Socket.sendBufferSize / Socket.recvBufferSize are 8K.

I’m out of ideas… :persecutioncomplex: I can’t get the TCP connection on port 80 stable and reliable to save my life! You can imagine this is critical to any webapp…

Does somebody have an idea what can cause this?

Your ISP, your server, or perhaps even your router, is intercepting port 80 sockets and attempting to “optimise” HTTP requests. Which of course, you’re not doing. Best find out which of the 3 it is.

Cas :slight_smile:

I’ve never been able to get anything working over port 80, for whatever reason. A couple times I figured I would try to use it so that I wouldn’t need to worry about firewalls, but no dice. I think you might need to treat it differently in order to get the OS to allow you to use it, or something. Otherwise I don’t know exactly why.

As a note, I never tried with a totally “bug free” server (I’ve only given it a go from my personal machines), but yeah port 80 has never been happy for me.

Good suggestion. It’s probably that… but the thing is, the original application that had severe problems, was actually using the HTTP protocol, and I run this also on another server, provided by the same ISP, in the same rack (or near it), and it works flawlessly. I also run it on 2 more servers hosted in other datacenters by other ISPs… I bet the only thing I can do is creating a support ticket… >:( This is ridiculous, I lost so much time over this, narrowing it down.

My isp hacks the hell out of port 80. So i am betting princec is correct. I get an initial burst on port 80 well above my average quoted bandwidth, which then stalls before settling down at the quoted rate some many seconds later. I know this is not the router in my case as i have tested a few, and i set them up myself.

This is pretty common, because for most people this make the “web” much more responsive. Most pages fit in the initial burst.

That initial (fake) burst wouldn’t be that bad, but after that, the connection is unreliable at best. As said, it hardly manages to transfer a few MB, it will get stuck at 0KB/sec for minutes, sometimes, then resuming at a few KB/sec. It’s hacked beyond being usable. It never ‘settles’.

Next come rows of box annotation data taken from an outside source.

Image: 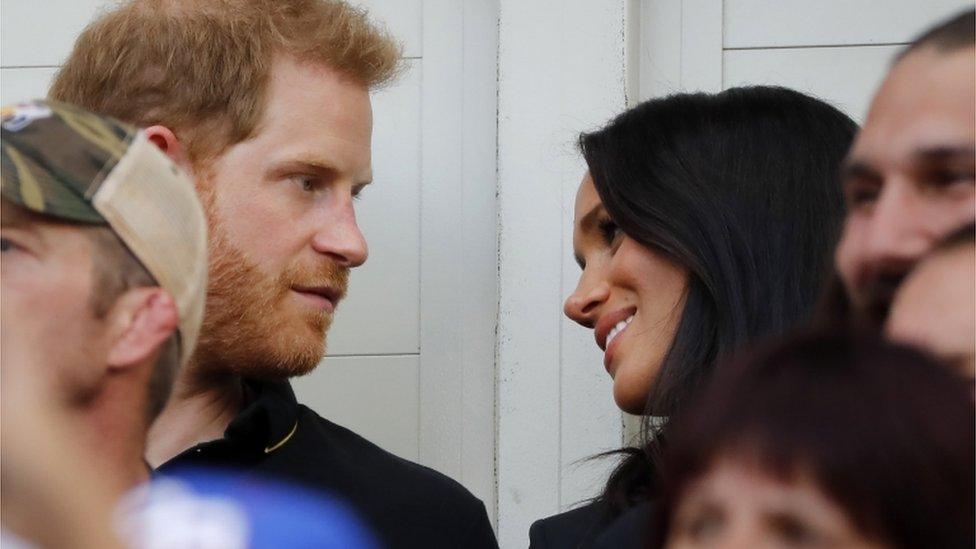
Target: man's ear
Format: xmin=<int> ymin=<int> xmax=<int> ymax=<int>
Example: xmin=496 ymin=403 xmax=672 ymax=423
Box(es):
xmin=108 ymin=286 xmax=179 ymax=370
xmin=145 ymin=124 xmax=190 ymax=170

I’m also not really sure how it makes the websites faster. Maybe for downloading, but remember I’m uploading using POST. The website can only respond when it received the full message. The client only thinks it sent 500KB in a split second, but the server has only a few bytes. So the server won’t be able to respond any faster (and in my case, it will sometimes even timeout after a few minutes).

I have this feeling that it’s something bad my datacenter-ISP configured, as it works fine in other datacenters, with other datacenter-ISPs (home and office ISP have exactly the same problem with that server on that port).

Currently I run a single application on both ports (created 2 serversockets) and I send the POST requests to port 2048, and the GET requests to port 80. Works flawlessly, but it’s a dirty hack.

Anyway, I sent the support ticket, and it will be handled ‘soon’. Let’s see what they come up with.

Hm… the ISP at the datacenter has no clue, and they say they don’t do HTTP throttling or traffic shaping.

So I thought it must be the home/office ISPs (despite that they are different companies), so I did some further testing on a bunch of computers.

Home [PC1 Vista]: problems on port 80
Office [PC2 WinXP]: problems on port 80
Office [PC3 WinXP]: works perfectly! :o
Office [PC4 Win7]: problems on port 80

So PC2 and PC3 are almost idential, both running WinXP, attached to the same switch, and one is stable on port 80, and the other is not (both are stable on port 2048).

It seems like some obscure setting in the PCs is causing this…

Wow, that sucks… I’d be very interested to find out the reasons if you ever get this working.